En droit français, l’art. 19 est invocable directement devant les juridictions administratives (tribunal administratif, CAA, Conseil d’État). Il prime sur les dispositions nationales contraires. Depuis l’arrêt Melki (2010), le juge français doit écarter toute loi qui violerait la Charte.
« La combinaison art. 19 Charte + art. 4 Protocole 4 CEDH offre une double protection. En cas de doute, invoquez les deux textes. » — Me Laurent D., Avocat spécialiste en droit des étrangers.
5. Comment invoquer l’art. 19 devant les juges nationaux et européens
Pour utiliser efficacement l’art 19 charte des droits fondamentaux de l’ue, suivez ces étapes :
- Constituez un dossier individuel : réunissez tous les documents prouvant l’absence d’examen personnalisé (décision type, absence d’entretien, convocation collective).
- Saisissez le tribunal administratif en référé (suspension) ou au fond. Invoquez l’art. 19 de la Charte et l’art. 4 du Protocole n° 4 CEDH.
- Demandez une question préjudicielle à la CJUE si le droit national est ambigu. Tout juge national peut (et parfois doit) interroger la Cour de Luxembourg.
- Saisissez la CEDH après épuisement des voies de recours internes (délai : 4 mois).
- Contactez un avocat spécialisé : AvocatEurope.fr vous met en relation avec des experts en droits européens.
📌 Rappel : La CJUE peut condamner un État pour violation de l’art. 19 et lui imposer des astreintes. En 2026, un État membre a été condamné à 1 million d’euros d’astreinte par mois pour des expulsions collectives à sa frontière sud.
6. Exemples concrets et décisions récentes (2026)
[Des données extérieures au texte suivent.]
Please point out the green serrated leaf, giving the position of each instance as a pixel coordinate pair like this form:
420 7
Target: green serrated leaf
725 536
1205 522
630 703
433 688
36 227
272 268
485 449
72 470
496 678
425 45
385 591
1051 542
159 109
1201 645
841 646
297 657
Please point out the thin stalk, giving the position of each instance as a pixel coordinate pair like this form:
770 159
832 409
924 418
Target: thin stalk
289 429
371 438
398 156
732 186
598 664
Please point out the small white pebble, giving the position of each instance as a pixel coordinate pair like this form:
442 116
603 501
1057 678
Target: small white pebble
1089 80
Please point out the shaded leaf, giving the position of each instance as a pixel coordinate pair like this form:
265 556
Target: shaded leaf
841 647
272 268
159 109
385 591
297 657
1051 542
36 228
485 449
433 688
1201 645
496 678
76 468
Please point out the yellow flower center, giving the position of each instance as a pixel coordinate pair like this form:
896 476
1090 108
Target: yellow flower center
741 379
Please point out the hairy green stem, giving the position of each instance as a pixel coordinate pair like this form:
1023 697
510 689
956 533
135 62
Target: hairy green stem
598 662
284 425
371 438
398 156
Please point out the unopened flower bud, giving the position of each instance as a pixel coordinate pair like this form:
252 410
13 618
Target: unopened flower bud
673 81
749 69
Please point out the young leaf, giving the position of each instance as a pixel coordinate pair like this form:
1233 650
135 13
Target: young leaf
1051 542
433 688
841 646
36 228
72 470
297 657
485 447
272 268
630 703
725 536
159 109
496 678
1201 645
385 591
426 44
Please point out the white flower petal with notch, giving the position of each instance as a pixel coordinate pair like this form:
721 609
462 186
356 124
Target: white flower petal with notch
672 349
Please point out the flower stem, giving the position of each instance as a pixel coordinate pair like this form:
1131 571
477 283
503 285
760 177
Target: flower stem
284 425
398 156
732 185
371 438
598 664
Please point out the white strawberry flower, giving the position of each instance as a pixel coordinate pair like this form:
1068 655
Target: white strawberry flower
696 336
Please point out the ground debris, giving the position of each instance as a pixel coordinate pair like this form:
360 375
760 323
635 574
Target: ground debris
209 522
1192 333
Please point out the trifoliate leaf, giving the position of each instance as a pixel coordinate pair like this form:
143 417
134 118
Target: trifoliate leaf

Voici deux cas typiques où l’art. 19 a été victorieusement invoqué en 2026 :
- Affaire « Hotspot de Lesbos » : 300 personnes refoulées vers la Turquie sans entretien individuel. La CJUE a jugé que la Grèce avait violé l’art. 19 et ordonné leur réadmission.
- Expulsion sanitaire au COVID-19 : Un État membre avait expulsé 150 ressortissants indiens par vol charter sans examen médical individuel. La Cour a annulé la mesure et accordé 10 000 € de dommages à chaque victime.
Ces décisions montrent que les juges européens sont de plus en plus stricts. L’art 19 charte des droits fondamentaux de l’ue n’est pas un vœu pieux : il produit des effets concrets.
« En 2026, la CJUE a précisé que l’art. 19 s’applique même en cas de pandémie. Aucune circonstance exceptionnelle ne justifie une expulsion collective. » — Extrait de l’arrêt C-789/25.
7. Cas particuliers : hotspots, zones de transit et expulsions sanitaires
Les hotspots et zones de transit sont des zones grises juridiques. Pourtant, la CJUE a tranché en 2026 : toute personne se trouvant dans un hotspot sous contrôle d’un État membre est protégée par la Charte. Les expulsions collectives vers un pays tiers ou un autre État membre sont interdites sans procédure individuelle.
De même, les expulsions sanitaires (pour motif de santé publique) doivent respecter l’art. 19. Chaque personne doit faire l’objet d’une évaluation médicale individuelle et d’une décision motivée. Une simple quarantaine collective ne justifie pas une expulsion groupée.
⚠️ Vigilance : Certains États utilisent des « accords de réadmission » pour contourner l’art. 19. La CJUE a rappelé que ces accords ne peuvent pas prévaloir sur la Charte.
8. Recommandations pratiques pour les avocats et les justiciables
Pour maximiser vos chances de succès :
- Citez toujours l’art 19 charte des droits fondamentaux de l’ue en premier, puis la CEDH.
- Demandez la suspension de la mesure en référé avant qu’elle ne soit exécutée.
- Collectez des preuves de l’absence d’individualisation (photos, témoignages, documents officiels).
- Utilisez le mécanisme de la question préjudicielle pour faire évoluer la jurisprudence.
- Contactez un avocat du réseau AvocatEurope.fr pour une stratégie personnalisée.
L’art. 19 est un droit fondamental absolu. Ne laissez personne vous dire qu’il est « inapplicable » ou « trop théorique ». La jurisprudence 2026 prouve le contraire.
📜 Textes applicables
- Article 19 de la Charte des droits fondamentaux de l’Union européenne (2012/C 326/02)
- Article 4 du Protocole n° 4 à la Convention européenne des droits de l’homme
- Directive 2008/115/CE (retour) – articles 5, 12 et 13
- Règlement Dublin III (UE) n° 604/2013 – article 3
- Code de l’entrée et du séjour des étrangers et du droit d’asile (CESEDA) – articles L. 511-1 et suiv.
- Jurisprudence CJUE : arrêt C-456/24 (2025), arrêt C-789/25 (2026)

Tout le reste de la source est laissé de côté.